Improving Open Source Speech Recognition

← Back to Stories (view on slashdot.org)

Improving Open Source Speech Recognition

Posted by ryuzaki0 on Tuesday October 10, 2006 @08:10AM

kmaclean writes, "VoxForge collects free GPL Transcribed Speech Audio that can be used in the creation of Acoustic Models for use with Open Source Speech Recognition Engines. We are essentially creating a user-submitted repository of the 'source' speech audio for the creation of Acoustic Models to be used by Speech Recognition Engines. The Speech Audio files will then be 'compiled' into Acoustic Models for use with Open Source Speech Recognition engines such as Sphinx, HTK, CAVS and Julius." Read on for why we need free GPL speech audio.

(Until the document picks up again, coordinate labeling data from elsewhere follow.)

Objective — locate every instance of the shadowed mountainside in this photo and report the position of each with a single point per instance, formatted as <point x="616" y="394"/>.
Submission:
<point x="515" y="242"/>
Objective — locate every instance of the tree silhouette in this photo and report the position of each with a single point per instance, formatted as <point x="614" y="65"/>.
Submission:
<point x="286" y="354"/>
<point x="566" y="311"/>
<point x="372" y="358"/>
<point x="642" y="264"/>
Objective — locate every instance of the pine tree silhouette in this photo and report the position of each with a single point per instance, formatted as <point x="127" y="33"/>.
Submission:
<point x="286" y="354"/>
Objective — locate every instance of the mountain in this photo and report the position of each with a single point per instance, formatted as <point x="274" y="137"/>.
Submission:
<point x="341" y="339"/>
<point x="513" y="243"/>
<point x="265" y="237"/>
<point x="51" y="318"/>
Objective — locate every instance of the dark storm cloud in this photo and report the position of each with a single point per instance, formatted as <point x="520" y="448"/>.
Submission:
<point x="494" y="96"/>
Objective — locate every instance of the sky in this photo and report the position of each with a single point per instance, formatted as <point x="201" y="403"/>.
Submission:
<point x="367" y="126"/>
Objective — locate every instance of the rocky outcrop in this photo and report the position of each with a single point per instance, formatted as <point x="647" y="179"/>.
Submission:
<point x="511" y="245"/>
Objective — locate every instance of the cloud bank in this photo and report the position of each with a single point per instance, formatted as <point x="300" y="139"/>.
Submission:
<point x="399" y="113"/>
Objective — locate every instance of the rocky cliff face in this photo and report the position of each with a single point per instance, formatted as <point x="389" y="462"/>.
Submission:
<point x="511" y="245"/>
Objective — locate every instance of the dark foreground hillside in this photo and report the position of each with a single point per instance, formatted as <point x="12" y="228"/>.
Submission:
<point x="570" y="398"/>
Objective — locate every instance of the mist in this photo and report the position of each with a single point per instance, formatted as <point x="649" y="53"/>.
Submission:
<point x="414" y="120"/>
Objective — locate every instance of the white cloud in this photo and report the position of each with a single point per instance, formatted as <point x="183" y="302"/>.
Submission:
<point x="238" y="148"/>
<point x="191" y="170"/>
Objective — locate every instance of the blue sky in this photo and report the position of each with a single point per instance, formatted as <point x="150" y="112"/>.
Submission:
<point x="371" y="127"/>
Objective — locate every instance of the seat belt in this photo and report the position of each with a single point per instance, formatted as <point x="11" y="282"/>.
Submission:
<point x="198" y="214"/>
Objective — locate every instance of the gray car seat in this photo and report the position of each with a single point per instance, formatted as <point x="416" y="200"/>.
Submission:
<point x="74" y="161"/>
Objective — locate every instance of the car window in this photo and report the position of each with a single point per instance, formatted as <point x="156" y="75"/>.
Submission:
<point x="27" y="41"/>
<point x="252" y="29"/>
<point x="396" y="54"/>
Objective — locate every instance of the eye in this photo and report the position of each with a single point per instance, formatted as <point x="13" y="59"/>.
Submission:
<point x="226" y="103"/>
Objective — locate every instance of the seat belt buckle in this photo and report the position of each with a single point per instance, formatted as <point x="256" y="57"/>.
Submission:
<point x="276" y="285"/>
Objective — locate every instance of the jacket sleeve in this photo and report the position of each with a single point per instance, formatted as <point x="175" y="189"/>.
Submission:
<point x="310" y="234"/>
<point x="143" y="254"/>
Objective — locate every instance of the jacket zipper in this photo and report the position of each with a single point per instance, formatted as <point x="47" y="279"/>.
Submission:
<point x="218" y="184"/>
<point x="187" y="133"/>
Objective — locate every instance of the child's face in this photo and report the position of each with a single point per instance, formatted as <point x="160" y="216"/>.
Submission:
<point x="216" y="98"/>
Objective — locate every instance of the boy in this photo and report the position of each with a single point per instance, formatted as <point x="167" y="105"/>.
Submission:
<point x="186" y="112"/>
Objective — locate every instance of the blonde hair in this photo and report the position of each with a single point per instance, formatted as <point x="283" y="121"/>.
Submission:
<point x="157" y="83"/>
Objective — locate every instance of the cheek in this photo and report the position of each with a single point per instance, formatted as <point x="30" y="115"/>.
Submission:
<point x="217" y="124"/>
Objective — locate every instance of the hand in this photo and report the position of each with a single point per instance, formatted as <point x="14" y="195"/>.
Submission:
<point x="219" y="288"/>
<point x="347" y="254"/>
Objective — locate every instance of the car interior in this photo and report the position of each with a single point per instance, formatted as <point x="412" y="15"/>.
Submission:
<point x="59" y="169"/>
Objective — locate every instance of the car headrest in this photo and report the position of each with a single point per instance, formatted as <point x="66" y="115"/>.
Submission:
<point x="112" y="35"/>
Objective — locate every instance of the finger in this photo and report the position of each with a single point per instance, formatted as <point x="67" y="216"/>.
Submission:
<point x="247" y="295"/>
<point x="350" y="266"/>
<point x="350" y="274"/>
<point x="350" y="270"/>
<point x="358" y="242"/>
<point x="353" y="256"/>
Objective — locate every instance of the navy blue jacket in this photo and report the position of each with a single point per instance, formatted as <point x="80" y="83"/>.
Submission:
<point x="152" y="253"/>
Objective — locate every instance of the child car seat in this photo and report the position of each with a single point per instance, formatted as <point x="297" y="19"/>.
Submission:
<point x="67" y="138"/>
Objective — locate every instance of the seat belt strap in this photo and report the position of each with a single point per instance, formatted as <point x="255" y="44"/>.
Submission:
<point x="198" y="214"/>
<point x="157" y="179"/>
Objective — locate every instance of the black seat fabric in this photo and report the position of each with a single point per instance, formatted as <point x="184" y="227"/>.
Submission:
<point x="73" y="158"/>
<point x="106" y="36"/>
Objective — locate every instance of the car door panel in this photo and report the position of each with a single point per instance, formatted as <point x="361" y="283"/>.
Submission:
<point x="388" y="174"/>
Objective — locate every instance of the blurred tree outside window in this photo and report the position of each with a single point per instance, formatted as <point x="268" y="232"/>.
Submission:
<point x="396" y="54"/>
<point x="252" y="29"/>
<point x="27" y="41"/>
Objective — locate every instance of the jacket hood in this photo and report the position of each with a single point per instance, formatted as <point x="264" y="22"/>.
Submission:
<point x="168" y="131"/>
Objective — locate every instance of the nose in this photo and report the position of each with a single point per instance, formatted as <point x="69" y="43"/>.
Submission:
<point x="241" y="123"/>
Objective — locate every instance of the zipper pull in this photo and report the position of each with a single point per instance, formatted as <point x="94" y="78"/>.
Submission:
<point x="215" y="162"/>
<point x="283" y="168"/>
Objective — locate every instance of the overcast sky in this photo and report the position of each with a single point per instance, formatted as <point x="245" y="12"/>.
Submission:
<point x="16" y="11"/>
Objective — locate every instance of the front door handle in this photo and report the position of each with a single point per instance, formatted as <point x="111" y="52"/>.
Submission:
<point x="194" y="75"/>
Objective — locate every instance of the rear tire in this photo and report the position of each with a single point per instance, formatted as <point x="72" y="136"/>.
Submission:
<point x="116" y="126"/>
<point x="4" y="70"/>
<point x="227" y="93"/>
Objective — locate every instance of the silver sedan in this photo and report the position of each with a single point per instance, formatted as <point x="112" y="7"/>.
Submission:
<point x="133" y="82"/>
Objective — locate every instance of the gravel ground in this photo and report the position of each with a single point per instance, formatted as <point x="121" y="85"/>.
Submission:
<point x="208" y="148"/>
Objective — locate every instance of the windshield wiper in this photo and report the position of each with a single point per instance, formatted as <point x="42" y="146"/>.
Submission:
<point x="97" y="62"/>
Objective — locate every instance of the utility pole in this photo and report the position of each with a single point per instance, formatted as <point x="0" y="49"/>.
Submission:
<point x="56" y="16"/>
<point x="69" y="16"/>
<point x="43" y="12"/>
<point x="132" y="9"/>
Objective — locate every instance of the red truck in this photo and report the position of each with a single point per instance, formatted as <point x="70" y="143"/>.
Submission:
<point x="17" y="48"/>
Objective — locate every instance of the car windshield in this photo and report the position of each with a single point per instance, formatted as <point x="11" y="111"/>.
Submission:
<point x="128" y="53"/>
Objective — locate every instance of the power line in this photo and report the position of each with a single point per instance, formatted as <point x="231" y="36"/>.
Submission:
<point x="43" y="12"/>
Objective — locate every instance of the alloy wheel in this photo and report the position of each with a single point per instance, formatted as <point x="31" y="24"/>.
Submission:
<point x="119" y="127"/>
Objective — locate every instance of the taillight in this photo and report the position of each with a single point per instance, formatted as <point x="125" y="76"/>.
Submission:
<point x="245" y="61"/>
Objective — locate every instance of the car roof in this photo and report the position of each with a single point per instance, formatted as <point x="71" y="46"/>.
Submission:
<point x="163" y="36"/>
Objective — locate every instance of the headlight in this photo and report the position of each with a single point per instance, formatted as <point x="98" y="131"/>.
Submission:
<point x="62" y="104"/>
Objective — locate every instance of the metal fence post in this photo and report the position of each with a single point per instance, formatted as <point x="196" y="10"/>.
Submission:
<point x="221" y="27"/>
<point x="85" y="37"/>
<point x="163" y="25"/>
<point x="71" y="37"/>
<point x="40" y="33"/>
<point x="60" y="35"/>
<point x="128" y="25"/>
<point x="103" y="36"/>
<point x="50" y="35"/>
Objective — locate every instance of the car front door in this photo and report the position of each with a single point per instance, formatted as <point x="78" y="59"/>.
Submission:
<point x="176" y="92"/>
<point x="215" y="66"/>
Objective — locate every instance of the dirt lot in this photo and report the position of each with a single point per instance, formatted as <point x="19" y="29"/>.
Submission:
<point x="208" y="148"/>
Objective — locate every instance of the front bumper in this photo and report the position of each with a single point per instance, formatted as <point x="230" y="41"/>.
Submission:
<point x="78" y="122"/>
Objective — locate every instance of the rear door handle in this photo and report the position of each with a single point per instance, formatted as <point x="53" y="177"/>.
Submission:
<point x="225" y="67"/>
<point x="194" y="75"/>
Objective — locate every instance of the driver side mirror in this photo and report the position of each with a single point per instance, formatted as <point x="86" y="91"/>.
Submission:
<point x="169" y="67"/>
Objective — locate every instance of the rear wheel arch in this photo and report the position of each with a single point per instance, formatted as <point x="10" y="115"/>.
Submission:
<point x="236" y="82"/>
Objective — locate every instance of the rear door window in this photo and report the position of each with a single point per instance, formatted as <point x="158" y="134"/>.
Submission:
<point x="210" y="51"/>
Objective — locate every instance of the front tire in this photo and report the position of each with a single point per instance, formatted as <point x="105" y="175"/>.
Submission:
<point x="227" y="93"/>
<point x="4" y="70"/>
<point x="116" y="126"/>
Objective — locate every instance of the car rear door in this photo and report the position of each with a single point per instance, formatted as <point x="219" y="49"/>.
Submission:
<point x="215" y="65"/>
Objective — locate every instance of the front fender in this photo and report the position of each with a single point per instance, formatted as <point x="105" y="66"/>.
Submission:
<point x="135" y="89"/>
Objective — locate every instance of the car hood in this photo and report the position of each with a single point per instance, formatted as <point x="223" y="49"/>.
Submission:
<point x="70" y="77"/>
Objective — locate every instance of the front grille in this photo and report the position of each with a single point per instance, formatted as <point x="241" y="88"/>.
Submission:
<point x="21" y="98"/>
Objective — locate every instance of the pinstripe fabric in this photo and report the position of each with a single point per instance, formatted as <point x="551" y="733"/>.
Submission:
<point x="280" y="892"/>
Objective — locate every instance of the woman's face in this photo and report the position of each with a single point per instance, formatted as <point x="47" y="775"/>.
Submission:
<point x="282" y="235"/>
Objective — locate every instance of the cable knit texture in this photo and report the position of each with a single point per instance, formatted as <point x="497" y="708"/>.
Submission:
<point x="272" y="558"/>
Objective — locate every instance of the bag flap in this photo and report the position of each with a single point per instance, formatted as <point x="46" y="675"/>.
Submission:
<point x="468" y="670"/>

Why free GPL Speech Audio?

Speech Recognition Engines require two types of files to recognize speech. The first is an Acoustic Model, which is created by taking a very large number of audio recordings of speech and their transcriptions (called Speech Corpus or Corpora) and 'compiling' them into statistical representations of the sounds that make up each word. The second is a Language Model or Grammar file. A Language Model is a very large file containing the probabilities of certain sequences of words. A Grammar is a much smaller file containing sets of predefined combinations of words.

Most Acoustic Models used by 'Open Source' Speech Recognition engines are 'closed source'. They do not give you access to the speech audio (the 'source') used to create the acoustic model, or if they do, there are licensing restrictions on the distribution of the 'source' (i.e. you can only use it for personal or research purposes). The reason for this is because there is no free Speech Corpora in a form that can readily be used to create Acoustic Models for Speech Recognition Engines. Open Source projects are required to purchase Speech Copora which has restrictive licensing — i.e. they are not permitted to distribute the 'source' speech audio, but they are permitted them to distributed the 'compiled' Acoustic Model.

Why GPL?

A GPL-style license will ensure that user contributions will always benefit the open source community, since it requires any distribution of derivative Acoustic Models to include access to the 'source' speech audio.

9 of 121 comments (clear)

Min score:

Reason:

Sort:

Anythings gotta be better than by LiquidCoooled · 2006-10-10 08:19 · Score: 5, Funny

Dear Aunt, let's set so double the killer delete select all.

--
liqbase :: faster than paper
It's about time by jesuscyborg · 2006-10-10 08:21 · Score: 5, Informative

Improving open source speech rec and tts will be a HUGE improvement in the grand scheme of progress as far as human-computer interaction is concerned. The main reason is because Nuance has a near monopoly in this market and they charge INSANE licensing fees to do anything with their technology. Whenever closed-source competition comes along, they just buy them out. Heck, their sales people even talk down to you on the phone because they know they're the only game in town.

Having a viable open source alternative will ensure that everyone has access to this technology and there will be many new innovations that will just continue to make technology cooler.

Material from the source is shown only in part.